La hora del vampiro: cinco novelas indispensables más allá del crepúsculo

Hace unos años, en una de las numerosas charlas que George R.R. Martin dio en el Festival Celsius 232 de Avilés, Cristina Macía (traductora de su obra, escritora, miembro de la organización y en ese momento efusiva presentadora del evento) afirmó con convicción que Sueño del Fevre, novela publicada por el escritor norteamericano en 1982, era según su criterio «una de las cinco mejores novelas de vampiros de la historia». A un servidor, amante de las sentencias absolutas y de la literatura de vampiros, le faltó tiempo para recoger el guante de aquel envite imaginario y, aun a sabiendas de que intentar condensar cualquier género literario en una lista limitada de títulos es una labor tan difícil como inútil, lanzarse a cavilar sobre el tema con el entusiasmo de quien con tres años dibujaba vampiros en servilletas de papel y que ahora, ya mayorcito, tiene colgado del velux de su habitación un murciélago de Ikea.

Mitología y folclore aparte, si nos referimos exclusivamente a la figura del vampiro en el género de la novela, todo empieza en el siglo XIX, una bonita época para vestir chistera y levita, inhalar el humo negro del capitalismo y pillar la sífilis haciendo cosas fuera de casa que no deberías.
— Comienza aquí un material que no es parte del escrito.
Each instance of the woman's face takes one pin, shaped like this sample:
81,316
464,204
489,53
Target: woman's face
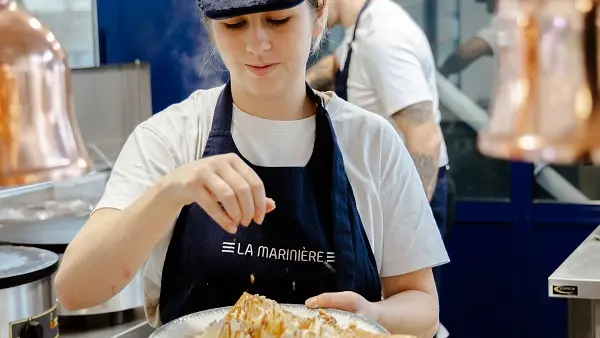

También es un momento prolífico para las letras. La narrativa gótica y el movimiento romántico, en su viaje a lo irracional, lo sobrenatural y lo oscuro, encontrarán en la literatura de vampiros un campo especialmente fértil donde explorar la belleza del terror. Será entonces cuando, amén de brillantes obras poéticas y una nutrida y excepcional representación del mito en la narrativa corta, se escriba la Santísima Trinidad de la novela vampírica: El vampiro de John Polidori, Carmilla de Sheridan Le Fanu y Drácula de Bram Stoker. Tres obras clave que sentarán las bases de la imagen popular del no muerto. Ya en el siglo XX, la imagen literaria de los chupasangres tomaría nuevas formas, destacando dos controvertidas y originales obras: Soy leyenda, de Richard Matheson, y Entrevista con el vampiro, de Anne Rice.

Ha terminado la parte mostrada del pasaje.